Yesterday, Baker said, his administration reached out to the U.S. State Department to begin the conversation he feels is necessary before resettlement can occur.

“I get the fact—and I believe in—that Massachusetts has been an active and engaged and cooperative participant with the State Department and its refugee resettlement programs for years,” the governor added. “That’s part of who we are and what we’re about. But Syria is a very complicated place.

“What I’m looking for is some guidance from the feds about how they plan to incorporate that into the process they pursue, so that the Commonwealth has some idea about how this is going to work. Because in the end, the safety and security of people in Massachusetts is my highest priority.”

For the record, Baker didn’t actually say an unequivocal “no” yesterday to when he was repeatedly asked if he supports a ban. But he never actually used the term himself. And in an exchange that lasted about three minutes, and was littered with confusing double negatives, it seemed clear that the reporters questioning Baker were more interested in discussing a possible ban than he was. 

As he explained his concerns Tuesday, the governor also noted that duplicate Syrian passports were found near one of the perpetrators on last week’s lethal terrorist attacks on Paris, and on a man arrested in Serbia after the attacks.

Baker’s stance has elicited sharp pushback from Massachusetts Democrats, including Congressman Seth Moulton, who tweeted: “It’s a shame that Governor Baker doesn’t know the difference between refugees and those from whom they need refuge.”

Today, Baker took sharp issue with that critique

“First of all, I doubt that Congressman Moulton actually heard my whole statement--because if he did, I can’t believe that’s what he would have said,” Baker said. “And secondly, I think it’s unfortunate that a serious guy like that went straight to the partisan talking points with respect to how he responded on that, instead of engaging in the serious conversation that I believe we should all be having.”

Baker also pointed out that several Democrats have expressed concerns similar to his own.

“Senator Markey yesterday, and Congressman McGovern, as well as several senior members of the FBI, all said that the vetting process associated with refugee resettlement—especially as it relates to Syria—probably needs a once over,” Baker said. “That’s what I’m looking for.”

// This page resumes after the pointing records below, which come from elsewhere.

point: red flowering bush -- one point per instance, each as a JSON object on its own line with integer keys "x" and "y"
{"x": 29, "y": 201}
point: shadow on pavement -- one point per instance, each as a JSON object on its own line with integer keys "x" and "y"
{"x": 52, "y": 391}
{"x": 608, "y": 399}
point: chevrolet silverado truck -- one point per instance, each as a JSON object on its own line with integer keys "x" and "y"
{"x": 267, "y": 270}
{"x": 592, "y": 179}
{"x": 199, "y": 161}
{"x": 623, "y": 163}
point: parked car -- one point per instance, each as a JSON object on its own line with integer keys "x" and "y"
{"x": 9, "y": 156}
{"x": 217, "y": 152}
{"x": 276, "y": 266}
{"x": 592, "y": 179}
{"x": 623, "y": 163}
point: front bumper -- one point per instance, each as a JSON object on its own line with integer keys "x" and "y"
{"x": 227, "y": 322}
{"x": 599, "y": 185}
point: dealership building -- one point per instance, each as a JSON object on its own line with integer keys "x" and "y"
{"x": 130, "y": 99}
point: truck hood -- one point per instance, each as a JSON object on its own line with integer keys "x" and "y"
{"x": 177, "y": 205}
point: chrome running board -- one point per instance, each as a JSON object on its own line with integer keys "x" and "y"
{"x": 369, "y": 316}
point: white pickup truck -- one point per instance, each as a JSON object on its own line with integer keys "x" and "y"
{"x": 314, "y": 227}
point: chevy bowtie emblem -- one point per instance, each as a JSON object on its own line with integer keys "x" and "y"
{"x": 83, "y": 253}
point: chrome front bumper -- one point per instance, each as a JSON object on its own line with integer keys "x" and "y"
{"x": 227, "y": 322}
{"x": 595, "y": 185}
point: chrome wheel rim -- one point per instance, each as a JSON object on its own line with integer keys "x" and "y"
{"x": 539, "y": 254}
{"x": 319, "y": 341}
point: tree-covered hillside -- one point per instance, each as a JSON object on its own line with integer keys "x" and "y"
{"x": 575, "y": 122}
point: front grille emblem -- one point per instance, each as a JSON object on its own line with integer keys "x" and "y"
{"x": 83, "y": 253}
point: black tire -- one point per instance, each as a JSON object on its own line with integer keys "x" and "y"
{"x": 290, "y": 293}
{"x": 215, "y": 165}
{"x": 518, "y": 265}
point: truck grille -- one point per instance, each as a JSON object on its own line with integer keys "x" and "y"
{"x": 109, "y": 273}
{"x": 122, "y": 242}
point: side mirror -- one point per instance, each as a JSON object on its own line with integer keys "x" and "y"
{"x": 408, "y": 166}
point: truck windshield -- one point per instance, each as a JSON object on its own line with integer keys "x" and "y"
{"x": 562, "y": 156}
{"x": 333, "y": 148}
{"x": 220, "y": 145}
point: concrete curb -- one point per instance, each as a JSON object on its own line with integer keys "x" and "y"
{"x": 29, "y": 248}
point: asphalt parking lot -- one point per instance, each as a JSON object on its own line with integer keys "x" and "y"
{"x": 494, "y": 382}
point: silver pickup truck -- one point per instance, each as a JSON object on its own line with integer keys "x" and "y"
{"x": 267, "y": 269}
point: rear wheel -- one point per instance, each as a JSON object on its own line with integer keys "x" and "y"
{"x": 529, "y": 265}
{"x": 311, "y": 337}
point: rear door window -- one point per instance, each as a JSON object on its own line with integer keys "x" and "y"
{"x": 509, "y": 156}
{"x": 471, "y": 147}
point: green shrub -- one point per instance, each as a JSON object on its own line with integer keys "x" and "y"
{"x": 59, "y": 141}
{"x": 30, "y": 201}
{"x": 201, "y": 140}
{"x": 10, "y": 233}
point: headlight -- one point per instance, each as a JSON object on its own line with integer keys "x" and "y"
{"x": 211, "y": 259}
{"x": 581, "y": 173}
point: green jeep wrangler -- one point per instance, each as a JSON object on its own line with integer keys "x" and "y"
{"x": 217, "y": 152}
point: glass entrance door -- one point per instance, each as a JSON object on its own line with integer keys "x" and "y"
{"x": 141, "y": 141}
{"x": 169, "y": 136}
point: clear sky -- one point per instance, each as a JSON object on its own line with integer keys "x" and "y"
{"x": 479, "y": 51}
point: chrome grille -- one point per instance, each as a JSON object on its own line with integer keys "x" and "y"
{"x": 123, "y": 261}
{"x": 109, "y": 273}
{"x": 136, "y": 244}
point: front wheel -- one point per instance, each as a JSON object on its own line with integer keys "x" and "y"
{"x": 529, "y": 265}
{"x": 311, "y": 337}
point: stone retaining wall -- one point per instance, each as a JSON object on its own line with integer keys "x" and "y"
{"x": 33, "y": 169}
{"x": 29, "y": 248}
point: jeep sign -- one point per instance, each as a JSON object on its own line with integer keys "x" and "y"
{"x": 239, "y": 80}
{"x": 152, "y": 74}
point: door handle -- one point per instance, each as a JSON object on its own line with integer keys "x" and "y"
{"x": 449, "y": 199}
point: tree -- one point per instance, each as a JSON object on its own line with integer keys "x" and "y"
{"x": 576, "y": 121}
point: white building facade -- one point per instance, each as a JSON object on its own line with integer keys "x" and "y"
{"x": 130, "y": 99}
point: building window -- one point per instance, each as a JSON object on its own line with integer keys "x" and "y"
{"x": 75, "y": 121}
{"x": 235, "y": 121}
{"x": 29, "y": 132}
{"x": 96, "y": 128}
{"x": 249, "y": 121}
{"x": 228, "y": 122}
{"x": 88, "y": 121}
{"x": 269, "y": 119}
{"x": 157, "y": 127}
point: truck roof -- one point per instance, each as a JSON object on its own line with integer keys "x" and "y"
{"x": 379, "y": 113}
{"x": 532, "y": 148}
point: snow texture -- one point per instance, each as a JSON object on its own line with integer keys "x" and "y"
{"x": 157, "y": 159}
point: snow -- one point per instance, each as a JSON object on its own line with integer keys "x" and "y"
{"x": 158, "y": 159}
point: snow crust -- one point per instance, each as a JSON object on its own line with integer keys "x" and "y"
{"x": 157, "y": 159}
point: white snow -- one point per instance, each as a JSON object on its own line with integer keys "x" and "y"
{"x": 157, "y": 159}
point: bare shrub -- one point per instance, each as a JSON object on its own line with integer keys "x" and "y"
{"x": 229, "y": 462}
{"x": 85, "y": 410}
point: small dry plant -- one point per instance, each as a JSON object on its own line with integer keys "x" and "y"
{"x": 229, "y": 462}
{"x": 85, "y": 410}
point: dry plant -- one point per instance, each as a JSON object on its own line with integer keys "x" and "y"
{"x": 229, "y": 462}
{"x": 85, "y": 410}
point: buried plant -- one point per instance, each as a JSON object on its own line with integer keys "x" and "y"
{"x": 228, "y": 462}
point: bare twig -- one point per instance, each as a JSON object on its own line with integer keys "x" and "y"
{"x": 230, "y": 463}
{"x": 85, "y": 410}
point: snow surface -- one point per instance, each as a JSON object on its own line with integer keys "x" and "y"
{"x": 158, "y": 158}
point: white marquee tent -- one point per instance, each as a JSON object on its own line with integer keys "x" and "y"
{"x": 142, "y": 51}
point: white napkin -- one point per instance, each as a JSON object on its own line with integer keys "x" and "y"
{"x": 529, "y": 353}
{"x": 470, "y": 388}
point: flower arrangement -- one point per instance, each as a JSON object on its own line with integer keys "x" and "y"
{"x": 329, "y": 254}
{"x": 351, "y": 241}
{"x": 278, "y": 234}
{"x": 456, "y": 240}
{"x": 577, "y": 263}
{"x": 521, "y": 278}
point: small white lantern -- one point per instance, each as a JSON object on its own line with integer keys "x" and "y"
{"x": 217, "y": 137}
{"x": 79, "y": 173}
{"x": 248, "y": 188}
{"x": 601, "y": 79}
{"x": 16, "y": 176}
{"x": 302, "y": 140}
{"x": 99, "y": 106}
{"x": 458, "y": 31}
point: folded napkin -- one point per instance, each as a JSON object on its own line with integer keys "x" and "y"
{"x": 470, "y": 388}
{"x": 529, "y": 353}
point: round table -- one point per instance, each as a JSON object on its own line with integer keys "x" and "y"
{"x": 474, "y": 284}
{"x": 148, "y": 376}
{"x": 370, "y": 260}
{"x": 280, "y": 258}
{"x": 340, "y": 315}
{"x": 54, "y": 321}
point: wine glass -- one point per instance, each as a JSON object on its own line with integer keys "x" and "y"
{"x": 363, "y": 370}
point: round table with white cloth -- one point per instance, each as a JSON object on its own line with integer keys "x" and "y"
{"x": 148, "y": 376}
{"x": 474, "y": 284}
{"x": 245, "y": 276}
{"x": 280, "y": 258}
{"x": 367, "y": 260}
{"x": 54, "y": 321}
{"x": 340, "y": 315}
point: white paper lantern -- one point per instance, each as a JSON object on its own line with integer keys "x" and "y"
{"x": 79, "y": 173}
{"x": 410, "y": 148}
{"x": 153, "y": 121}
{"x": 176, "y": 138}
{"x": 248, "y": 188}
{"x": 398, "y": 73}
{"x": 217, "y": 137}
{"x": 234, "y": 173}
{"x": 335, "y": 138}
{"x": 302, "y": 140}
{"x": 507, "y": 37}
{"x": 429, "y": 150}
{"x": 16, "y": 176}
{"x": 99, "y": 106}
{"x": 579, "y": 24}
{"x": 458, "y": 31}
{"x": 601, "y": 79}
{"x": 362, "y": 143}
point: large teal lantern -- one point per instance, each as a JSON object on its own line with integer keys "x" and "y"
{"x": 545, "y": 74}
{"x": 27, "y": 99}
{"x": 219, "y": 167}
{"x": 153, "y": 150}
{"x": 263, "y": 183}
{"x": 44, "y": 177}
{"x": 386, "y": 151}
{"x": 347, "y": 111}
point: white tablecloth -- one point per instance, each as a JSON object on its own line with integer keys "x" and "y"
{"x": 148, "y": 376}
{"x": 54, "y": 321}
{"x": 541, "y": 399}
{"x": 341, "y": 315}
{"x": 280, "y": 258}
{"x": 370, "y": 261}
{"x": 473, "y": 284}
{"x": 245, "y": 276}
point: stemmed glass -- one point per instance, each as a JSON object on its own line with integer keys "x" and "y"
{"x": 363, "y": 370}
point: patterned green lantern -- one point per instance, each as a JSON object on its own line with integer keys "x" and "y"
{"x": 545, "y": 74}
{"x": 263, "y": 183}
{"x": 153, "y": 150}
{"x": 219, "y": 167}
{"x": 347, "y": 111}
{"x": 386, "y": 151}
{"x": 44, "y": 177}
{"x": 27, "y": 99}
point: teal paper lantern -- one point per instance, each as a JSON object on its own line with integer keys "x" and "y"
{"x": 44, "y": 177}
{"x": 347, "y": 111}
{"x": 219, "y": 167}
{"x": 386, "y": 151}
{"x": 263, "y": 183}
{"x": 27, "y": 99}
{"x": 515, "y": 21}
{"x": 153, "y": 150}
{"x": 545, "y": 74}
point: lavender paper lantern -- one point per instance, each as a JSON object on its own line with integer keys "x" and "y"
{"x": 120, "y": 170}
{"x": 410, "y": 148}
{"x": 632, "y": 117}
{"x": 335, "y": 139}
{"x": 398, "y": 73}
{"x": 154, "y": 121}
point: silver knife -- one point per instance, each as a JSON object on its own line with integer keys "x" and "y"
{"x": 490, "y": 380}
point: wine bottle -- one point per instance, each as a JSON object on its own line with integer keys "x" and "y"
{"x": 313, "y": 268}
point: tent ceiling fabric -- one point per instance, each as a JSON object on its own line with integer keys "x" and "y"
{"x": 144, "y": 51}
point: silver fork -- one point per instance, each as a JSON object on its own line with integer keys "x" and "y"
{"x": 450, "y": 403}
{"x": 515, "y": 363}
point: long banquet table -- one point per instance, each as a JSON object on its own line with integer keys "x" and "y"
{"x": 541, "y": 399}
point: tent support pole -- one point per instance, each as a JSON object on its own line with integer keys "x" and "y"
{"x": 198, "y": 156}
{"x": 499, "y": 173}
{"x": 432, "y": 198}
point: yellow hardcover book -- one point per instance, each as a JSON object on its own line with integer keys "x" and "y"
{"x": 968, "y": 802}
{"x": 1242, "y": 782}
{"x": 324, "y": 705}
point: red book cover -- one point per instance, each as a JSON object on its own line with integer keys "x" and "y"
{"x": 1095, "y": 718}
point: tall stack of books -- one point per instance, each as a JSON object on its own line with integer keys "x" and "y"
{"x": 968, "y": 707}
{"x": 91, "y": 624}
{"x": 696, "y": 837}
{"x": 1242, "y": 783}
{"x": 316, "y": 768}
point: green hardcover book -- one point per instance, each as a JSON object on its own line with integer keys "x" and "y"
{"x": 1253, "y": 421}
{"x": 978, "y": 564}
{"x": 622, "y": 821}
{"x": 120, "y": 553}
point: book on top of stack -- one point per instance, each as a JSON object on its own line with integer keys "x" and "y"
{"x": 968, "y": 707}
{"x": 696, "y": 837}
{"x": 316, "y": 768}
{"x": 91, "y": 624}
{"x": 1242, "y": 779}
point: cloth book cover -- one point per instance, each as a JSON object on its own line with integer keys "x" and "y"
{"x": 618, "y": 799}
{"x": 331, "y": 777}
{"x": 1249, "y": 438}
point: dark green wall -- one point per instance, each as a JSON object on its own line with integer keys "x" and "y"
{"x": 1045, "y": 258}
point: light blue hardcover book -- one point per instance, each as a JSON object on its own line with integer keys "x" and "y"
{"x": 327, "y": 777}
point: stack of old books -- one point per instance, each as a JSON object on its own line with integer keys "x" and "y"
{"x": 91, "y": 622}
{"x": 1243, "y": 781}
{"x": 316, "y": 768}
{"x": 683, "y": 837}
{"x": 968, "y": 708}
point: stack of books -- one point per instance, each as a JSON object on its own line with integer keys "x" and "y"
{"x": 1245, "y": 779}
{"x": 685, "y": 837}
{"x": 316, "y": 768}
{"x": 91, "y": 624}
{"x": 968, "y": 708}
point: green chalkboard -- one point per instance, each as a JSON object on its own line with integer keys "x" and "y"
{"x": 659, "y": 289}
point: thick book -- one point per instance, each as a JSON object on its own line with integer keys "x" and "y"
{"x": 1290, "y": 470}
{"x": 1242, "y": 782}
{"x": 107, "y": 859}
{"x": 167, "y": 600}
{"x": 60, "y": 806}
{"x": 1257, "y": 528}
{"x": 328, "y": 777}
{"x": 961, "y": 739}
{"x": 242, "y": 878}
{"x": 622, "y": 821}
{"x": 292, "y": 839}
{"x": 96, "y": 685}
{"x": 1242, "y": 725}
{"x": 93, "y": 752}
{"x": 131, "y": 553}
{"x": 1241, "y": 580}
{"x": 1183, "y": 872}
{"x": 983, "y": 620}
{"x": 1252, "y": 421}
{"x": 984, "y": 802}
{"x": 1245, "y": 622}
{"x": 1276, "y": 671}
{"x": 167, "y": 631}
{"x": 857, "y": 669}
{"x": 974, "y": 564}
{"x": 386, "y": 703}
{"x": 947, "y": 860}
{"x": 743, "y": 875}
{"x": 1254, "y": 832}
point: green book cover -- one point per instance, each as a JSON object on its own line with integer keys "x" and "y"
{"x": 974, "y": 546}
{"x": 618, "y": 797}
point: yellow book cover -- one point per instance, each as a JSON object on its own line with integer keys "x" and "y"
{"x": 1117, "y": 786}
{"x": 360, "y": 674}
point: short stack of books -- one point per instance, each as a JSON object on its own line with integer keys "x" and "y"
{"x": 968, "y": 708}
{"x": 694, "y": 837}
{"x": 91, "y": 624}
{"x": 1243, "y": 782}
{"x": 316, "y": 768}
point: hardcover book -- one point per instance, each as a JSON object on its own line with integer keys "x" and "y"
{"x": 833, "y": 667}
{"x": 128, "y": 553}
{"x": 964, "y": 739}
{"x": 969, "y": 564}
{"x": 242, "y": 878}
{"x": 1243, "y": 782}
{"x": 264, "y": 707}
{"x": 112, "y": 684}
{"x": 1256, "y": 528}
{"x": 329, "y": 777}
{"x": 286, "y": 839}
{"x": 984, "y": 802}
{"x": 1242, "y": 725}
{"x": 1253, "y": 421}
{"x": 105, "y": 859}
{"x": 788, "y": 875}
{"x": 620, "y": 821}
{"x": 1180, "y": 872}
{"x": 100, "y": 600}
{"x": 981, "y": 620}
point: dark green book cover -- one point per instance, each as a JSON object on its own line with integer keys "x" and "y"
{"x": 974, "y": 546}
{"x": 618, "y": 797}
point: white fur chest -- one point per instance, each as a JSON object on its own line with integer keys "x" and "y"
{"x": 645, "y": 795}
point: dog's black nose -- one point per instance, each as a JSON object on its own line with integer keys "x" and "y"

Yesterday on Boston Public Radio, Democratic Congressman Stephen Lynch made a similar argument.

Appearing with Baker yesterday, Marty Walsh, the Democratic Mayor of Boston, took a position similar to the governor’s—but later issued a statement that seemed to soften his stance.

Asked if he had any inclination to do something similar, Baker responded with an unequivocal no.

“I’m not going to walk back anything I said yesterday,” the governor replied. “I can’t help it if somebody chose to use a phrase instead of a sentence to report what I actually said.”